Updated: Nov 19, 2020
Let's pretend for a moment I have not had an incredibly easy, peaceful, and fulfilling path through sobriety. Let's instead pretend my journey has been filled with struggle, second-guessing, endless day ones, and self-doubt. If we find ourselves in this lonely and isolated place of uncertainty, it is only natural to want to hide and avoid any unwanted or unwarranted rhetoric about our failures. We do not want to face why we continue to find ourselves trapped on the downward spiral of our lives. Why would we? I mean, our lives have been hard enough, right? Why subject ourselves to more torment, pain, and heartbreak? Unfortunately, the path through sobriety is not only filled with our own self-imposed obstacles. No, it is littered with obstacles thrown in our way by strangers, coworkers, friends, and even those who love us. They may not even know what they are doing, but they are doing it nonetheless.
Again, while my journey has not been difficult, many others have experienced great difficulties dealing with the "burden" of sobriety. We carry with us on our journey our own baggage full of history, experience, and beliefs. This baggage may help, or it may hinder our potential for success. It all depends on how we managed our failures, what we did with the knowledge gained from those lessons, and whether or not we allowed our character to grow as a result. If we are lucky, we gained some tools along the way to help us on our path of rediscovery. If we are not, then the road is simply that much longer. Either way, it is not only our own personal baggage we must contend with down this potentially long and lonely road. We must too deal with the baggage carried by everyone else around us. Whether they know it or not, many of the people we come into contact with every day are unconsciously and probably involuntarily perpetuating the lies of alcohol.

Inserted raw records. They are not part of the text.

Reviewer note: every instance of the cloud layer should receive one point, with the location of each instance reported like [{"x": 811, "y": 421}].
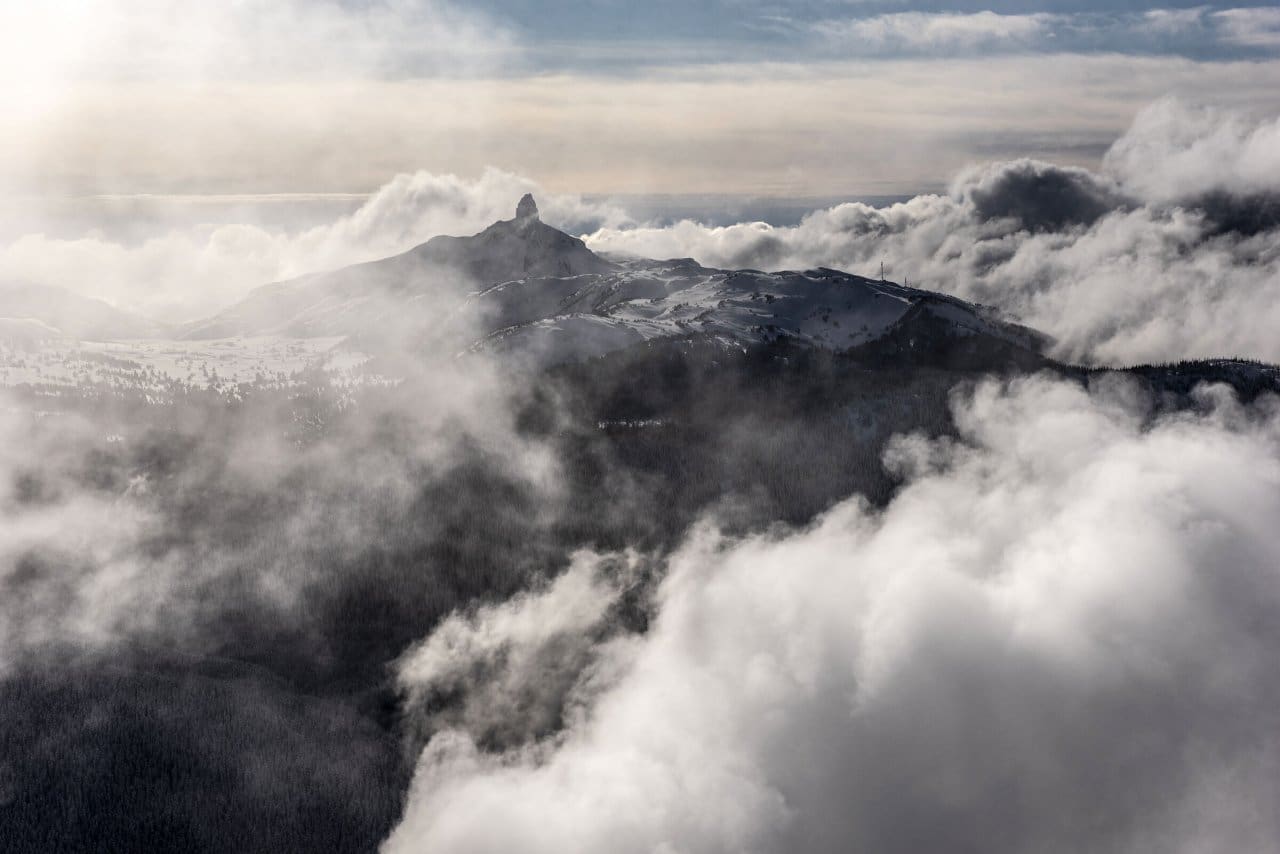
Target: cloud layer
[
  {"x": 1059, "y": 638},
  {"x": 190, "y": 273},
  {"x": 1168, "y": 252}
]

If we are not aware of the lies being thrown at us every day, the lies have the potential to slowly wear us down and destroy our resolve to fight for and obtain the goals we seek to achieve. One such lie came to my attention recently during a shopping trip to a major liquor store chain. It is no secret my partner and I enjoy non-alcoholic (NA) libations because we have both found comfort in the ability to enjoy them as we did their poisonous counterparts but without the obvious ramifications. Nevertheless, we were shopping for NA wine and beer when the store manager approached us and inquired if we needed any help. We said no thank you. He smiled and then gazed at the contents of our cart. With a slight hint of surprise he looked up at us and said "Oh, you are getting the stuff without the magic." We were both so taken aback neither of us responded. We just smiled and continued on our way.
Upon reflection of this encounter, I have had innumerable thoughts regarding the interaction between us and the manager of the liquor store. Granted, his job is to sell liquor, I get it. Regardless, his job also involves taking care of his customers, including those who are supporting his company by purchasing the NA versions of the product. His statement, "... without the magic" felt a little mocking to me. Why would you say such a thing to someone who is obviously choosing to make a healthier choice? Why not, in an effort to support your customers and your business say something like, "I see you have found our non-alcoholic section. Let me know if you have any questions." Doesn't that seem more supportive and inclusive?
The problem is not the store manager or his comment. The problem, as we know, is the pressure exerted on all of us by the society of alcohol. We are taught to believe this way. From as long as I can remember, alcohol has been touted as our savior, our escape, and as our friend. Unfortunately, it is none of those things and the longer we perpetuate this lie, the longer we, our friends, and our family will suffer as a consequence.